Eighteen years ago my mother's apartment was completely ruined by a flood. My sister shouldered the messy job of rehoming her, and dredging through her belongings to salvage what she could. We were on the other coast, loading up a truck with all of our earthly belongings to move east. I was pregnant with twins, and didn't know it.
The task was enormous, and yet it did have a solution. For the next few months Mom lived in a different complex until we could have an addition built on our home. Another huge task for which I did exactly nothing.
There were other calamities in our mother's life. Her mental illness for one. Yet unlike the influx of unwelcome water, there was no solution that we could find. Even if we wanted to, which we did, we could not rebuild her thinking.
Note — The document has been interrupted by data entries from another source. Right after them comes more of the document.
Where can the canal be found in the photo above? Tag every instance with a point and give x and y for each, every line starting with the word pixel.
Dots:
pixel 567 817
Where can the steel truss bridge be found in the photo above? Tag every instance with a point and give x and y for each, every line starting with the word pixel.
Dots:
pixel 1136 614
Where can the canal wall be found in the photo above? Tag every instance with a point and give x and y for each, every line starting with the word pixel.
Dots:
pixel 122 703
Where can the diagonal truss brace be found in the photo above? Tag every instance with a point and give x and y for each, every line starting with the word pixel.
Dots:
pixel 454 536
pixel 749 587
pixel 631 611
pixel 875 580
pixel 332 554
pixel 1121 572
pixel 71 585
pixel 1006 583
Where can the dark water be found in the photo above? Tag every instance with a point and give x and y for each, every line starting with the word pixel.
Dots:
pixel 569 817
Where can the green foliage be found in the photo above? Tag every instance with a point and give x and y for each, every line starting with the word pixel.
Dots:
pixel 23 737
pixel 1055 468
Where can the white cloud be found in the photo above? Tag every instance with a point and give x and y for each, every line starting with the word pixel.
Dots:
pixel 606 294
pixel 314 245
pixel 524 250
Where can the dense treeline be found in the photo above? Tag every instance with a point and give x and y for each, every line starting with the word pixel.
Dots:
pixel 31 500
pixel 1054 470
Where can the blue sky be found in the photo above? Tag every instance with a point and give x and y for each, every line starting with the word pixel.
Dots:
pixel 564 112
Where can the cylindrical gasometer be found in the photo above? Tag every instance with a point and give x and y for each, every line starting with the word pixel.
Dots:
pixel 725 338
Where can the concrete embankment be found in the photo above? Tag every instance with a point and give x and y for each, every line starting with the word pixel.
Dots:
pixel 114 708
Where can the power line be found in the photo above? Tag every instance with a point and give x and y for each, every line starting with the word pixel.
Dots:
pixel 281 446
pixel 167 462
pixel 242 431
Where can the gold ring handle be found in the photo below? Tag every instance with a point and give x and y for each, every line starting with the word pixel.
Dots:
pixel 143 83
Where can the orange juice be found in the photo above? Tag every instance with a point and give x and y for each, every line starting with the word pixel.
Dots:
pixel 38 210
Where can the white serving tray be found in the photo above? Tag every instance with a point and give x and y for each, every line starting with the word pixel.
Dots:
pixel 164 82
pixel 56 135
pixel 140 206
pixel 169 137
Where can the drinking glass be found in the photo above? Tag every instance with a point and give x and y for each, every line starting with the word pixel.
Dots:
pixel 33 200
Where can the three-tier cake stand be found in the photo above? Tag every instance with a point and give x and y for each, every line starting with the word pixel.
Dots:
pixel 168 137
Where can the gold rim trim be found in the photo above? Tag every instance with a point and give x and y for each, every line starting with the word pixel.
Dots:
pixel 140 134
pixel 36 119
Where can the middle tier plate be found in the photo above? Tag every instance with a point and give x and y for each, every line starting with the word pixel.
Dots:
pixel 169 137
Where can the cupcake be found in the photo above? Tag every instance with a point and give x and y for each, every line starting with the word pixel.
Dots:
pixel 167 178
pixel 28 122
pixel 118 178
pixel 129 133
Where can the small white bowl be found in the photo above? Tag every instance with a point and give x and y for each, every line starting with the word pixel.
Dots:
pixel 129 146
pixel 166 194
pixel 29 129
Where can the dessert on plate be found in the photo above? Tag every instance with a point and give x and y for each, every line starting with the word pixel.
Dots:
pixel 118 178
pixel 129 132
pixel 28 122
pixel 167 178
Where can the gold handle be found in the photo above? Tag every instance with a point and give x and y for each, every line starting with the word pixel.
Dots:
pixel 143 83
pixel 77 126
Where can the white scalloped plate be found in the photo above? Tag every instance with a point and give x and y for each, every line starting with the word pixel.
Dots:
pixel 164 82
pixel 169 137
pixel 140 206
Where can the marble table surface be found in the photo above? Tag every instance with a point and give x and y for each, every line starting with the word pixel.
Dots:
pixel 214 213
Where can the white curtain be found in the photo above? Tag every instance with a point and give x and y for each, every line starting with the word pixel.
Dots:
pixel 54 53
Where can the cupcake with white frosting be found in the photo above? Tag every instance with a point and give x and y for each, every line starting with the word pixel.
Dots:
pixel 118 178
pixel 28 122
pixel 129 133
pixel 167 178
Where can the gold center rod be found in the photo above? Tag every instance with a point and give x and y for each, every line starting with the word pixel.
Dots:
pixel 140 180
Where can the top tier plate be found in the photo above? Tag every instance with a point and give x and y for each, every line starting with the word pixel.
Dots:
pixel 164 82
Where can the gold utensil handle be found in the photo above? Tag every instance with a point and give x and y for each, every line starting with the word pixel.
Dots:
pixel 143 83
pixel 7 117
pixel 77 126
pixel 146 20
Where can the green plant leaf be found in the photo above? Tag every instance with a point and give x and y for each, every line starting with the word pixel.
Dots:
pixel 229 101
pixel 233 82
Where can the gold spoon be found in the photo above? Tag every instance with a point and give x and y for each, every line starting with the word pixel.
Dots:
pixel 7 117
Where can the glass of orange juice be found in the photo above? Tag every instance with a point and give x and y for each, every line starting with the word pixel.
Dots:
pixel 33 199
Our minds are capricious. As much as we might try to discipline them, force them to behave or retain, they follow their own whimsy. I recall the pivotal questions the doctor asked of my mother days before she died in November 0f 2006.
"Mrs. Soneson, who is the President?"
After a long pause she spoke. "Ford."
"What day is today?" he went on.
"October?" she answered tentatively.
"Marjorie, what is 20 minus 3?"
She looked worried. The question was clearly of great importance, and she struggled with the effort to please him. We waited a painfully long time, but she couldn't form the words. I felt the heaviness of my mother's sense of failure.
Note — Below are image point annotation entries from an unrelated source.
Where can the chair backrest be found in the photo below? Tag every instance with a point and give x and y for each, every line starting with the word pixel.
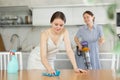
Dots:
pixel 5 57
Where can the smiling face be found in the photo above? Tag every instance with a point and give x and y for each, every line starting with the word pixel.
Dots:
pixel 57 25
pixel 88 19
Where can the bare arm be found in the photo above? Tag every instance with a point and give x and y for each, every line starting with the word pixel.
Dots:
pixel 43 52
pixel 77 42
pixel 101 40
pixel 69 50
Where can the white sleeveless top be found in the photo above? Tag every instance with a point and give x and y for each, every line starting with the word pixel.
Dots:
pixel 34 60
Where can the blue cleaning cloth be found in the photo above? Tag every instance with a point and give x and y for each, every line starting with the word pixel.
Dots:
pixel 57 73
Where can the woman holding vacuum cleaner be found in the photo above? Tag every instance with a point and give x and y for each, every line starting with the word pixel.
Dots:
pixel 90 36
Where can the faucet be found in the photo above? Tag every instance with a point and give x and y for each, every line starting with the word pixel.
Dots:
pixel 13 39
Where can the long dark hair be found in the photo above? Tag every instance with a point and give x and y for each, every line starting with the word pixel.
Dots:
pixel 58 14
pixel 90 13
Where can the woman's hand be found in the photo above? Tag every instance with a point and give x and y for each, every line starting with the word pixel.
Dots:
pixel 80 71
pixel 51 71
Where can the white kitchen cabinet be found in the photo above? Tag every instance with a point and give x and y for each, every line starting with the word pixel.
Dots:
pixel 42 16
pixel 74 14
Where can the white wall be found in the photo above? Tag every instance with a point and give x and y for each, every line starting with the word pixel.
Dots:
pixel 48 2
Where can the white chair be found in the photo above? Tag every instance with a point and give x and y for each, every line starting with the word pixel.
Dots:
pixel 113 60
pixel 5 57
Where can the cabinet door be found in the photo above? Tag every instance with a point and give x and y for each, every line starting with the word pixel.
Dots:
pixel 98 11
pixel 42 16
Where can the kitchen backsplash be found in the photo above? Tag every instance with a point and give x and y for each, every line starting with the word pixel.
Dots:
pixel 26 38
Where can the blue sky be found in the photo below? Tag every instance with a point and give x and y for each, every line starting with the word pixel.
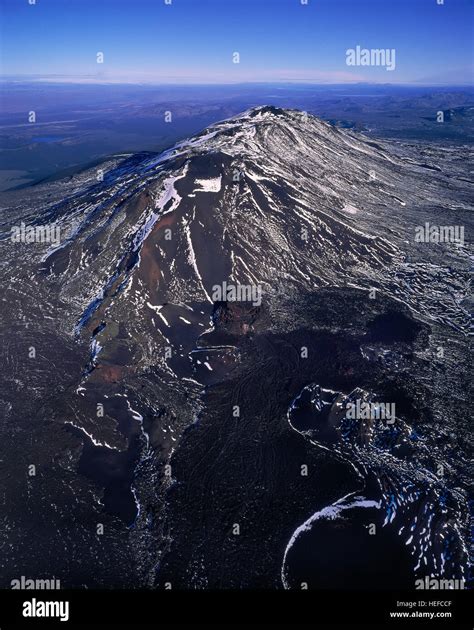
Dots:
pixel 193 41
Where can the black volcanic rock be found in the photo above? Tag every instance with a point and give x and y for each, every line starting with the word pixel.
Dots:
pixel 149 402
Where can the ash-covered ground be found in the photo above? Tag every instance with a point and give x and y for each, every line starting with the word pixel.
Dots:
pixel 157 434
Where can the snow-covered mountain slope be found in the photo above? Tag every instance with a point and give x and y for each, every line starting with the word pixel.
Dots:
pixel 315 226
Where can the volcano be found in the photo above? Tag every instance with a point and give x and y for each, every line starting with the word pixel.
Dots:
pixel 190 344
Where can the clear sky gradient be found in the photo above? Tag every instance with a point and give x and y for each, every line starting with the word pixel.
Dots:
pixel 193 41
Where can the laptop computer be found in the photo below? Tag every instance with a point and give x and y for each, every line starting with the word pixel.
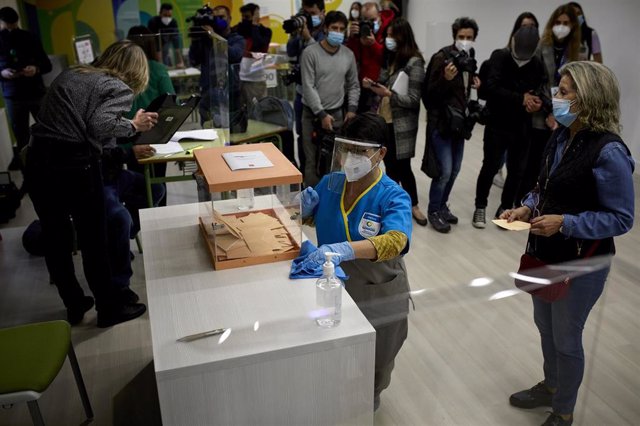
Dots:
pixel 170 118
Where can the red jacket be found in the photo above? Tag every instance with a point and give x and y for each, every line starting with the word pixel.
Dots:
pixel 369 58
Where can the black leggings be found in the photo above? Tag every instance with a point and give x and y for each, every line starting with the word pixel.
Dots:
pixel 400 170
pixel 63 185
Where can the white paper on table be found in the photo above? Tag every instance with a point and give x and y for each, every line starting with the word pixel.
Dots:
pixel 401 85
pixel 199 134
pixel 187 71
pixel 167 148
pixel 247 160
When people we love falter with mental illness, or dementia, it is overwhelming. Yet it is the unwelcome reality. We take steps into uncertainty, but even that effort requires courage.
When I was in college I had a course about God. There were three attributes we memorized describing His nature. I liked the alliteration of it. Omnipotence, omniscience, omnipresence.
The belief that God's awareness encompasses all those slippery details and outcomes and causes and resolutions is both staggering and comforting. Sort of like a rainbow after a flood.